The visuals below show how that change happened, revealing the rapid growth of objects in orbit and how space has quietly become crowded with human-made infrastructure.
The United Nations is close to registering all objects in orbit. Still, these new mega-constellations have sparked intense debate among astronomers regarding light pollution, and have significantly added to the complexity of managing orbital traffic in an increasingly crowded space.
The surge in orbital activity has created a significant collision risk. There have already been crashes, including a 2009 event where a US satellite hit a defunct Russia military satellite.
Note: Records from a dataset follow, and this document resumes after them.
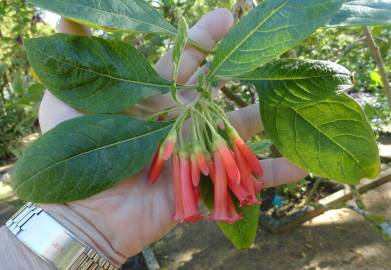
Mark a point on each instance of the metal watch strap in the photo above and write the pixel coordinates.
(52, 242)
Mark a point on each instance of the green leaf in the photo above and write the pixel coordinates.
(267, 31)
(363, 13)
(93, 74)
(84, 156)
(261, 146)
(113, 15)
(330, 137)
(242, 234)
(292, 81)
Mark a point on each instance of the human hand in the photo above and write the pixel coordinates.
(119, 222)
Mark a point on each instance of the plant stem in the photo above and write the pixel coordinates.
(379, 62)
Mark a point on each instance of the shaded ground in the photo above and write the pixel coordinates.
(338, 239)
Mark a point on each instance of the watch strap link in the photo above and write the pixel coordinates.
(52, 242)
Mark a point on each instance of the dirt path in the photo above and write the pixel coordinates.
(338, 239)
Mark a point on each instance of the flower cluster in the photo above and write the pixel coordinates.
(215, 150)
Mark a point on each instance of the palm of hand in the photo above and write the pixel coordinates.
(133, 213)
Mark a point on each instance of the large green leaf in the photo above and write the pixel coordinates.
(84, 156)
(267, 31)
(242, 234)
(111, 15)
(93, 74)
(362, 13)
(292, 81)
(330, 137)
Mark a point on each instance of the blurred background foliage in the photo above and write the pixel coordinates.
(20, 92)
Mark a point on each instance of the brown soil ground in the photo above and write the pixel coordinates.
(338, 239)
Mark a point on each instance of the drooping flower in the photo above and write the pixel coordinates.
(176, 177)
(223, 210)
(201, 160)
(217, 151)
(246, 152)
(228, 161)
(169, 145)
(195, 171)
(156, 166)
(190, 205)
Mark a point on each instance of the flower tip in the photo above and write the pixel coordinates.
(156, 168)
(168, 150)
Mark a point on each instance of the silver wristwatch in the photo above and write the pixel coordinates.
(52, 242)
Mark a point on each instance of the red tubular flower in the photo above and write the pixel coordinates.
(229, 162)
(220, 210)
(232, 213)
(195, 171)
(190, 208)
(247, 153)
(258, 184)
(201, 160)
(179, 214)
(247, 179)
(156, 166)
(169, 145)
(211, 167)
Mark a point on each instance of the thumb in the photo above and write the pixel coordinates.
(247, 121)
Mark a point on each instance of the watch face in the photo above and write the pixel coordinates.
(47, 238)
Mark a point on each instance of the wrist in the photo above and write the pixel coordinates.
(85, 231)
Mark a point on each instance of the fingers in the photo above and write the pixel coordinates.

Tens of thousands of tiny fragments of metal are now spinning at high velocities.
The big fear is that future collisions will cause a domino effect where Earth’s orbit becomes cluttered with tiny, high-speed bits of metal. That could create a near-impenetrable layer of debris that would make space launches so dangerous it would essentially trap humans on Earth.
Jonathan McDowell, who worked at the Harvard-Smithsonian Center for Astrophysics until he retired this year, has spent decades compiling a list of objects launched into orbit. He says there is a genuine threat of a chain reaction from satellites smashing into each other.
“I think the cascade potential is real but it would happen over decades,” said McDowell, who has been tracking satellites since he was a teenager. “The current danger level is sort of tolerable,” he added with a nervous laugh.
The current system only works as it relies on constant cooperation. Satellite operators move their craft daily to avoid collisions. If they stopped, McDowell warns it would take only days or weeks for the situation to spiral. “This feels fragile,” he says. “All you need is for two players to screw up on the same day.”
Getting rid of large defunct satellites would help reduce the risk, he said. Space agencies are actively testing ways to “deorbit” satellites, including by capturing them with nets or a robotic arm attached to another satellite, or by shooting them off course with high-powered lasers.
Methodology
The Guardian has used data from Space-Track.org, TS Kelso’s CelesTrak, and that collected by the astrophysicist Jonathan McDowell, formerly of the Harvard-Smithsonian Center for Astrophysics, to present as full a picture as possible of the number of satellites orbiting Earth.
Space-Track.org provides data sourced from information gathered by the US Space Surveillance Network (SSN). It does not represent every human-made object in orbit. This is especially the case for satellites with a military application or those that are classified.
The data collected by CelesTrack and McDowell has been used to add to this, to help fill in some gaps based on their research.
Throughout the map at the start of this piece, the Guardian is showing the satellites that were in orbit at that time. In this graphic, the Guardian has visualised the orbit of satellites based on the orbit speed and height metrics provided, and for older satellites these tend to be representative of when the satellite was in its later life. A satellite can have different speeds and heights throughout its lifetime.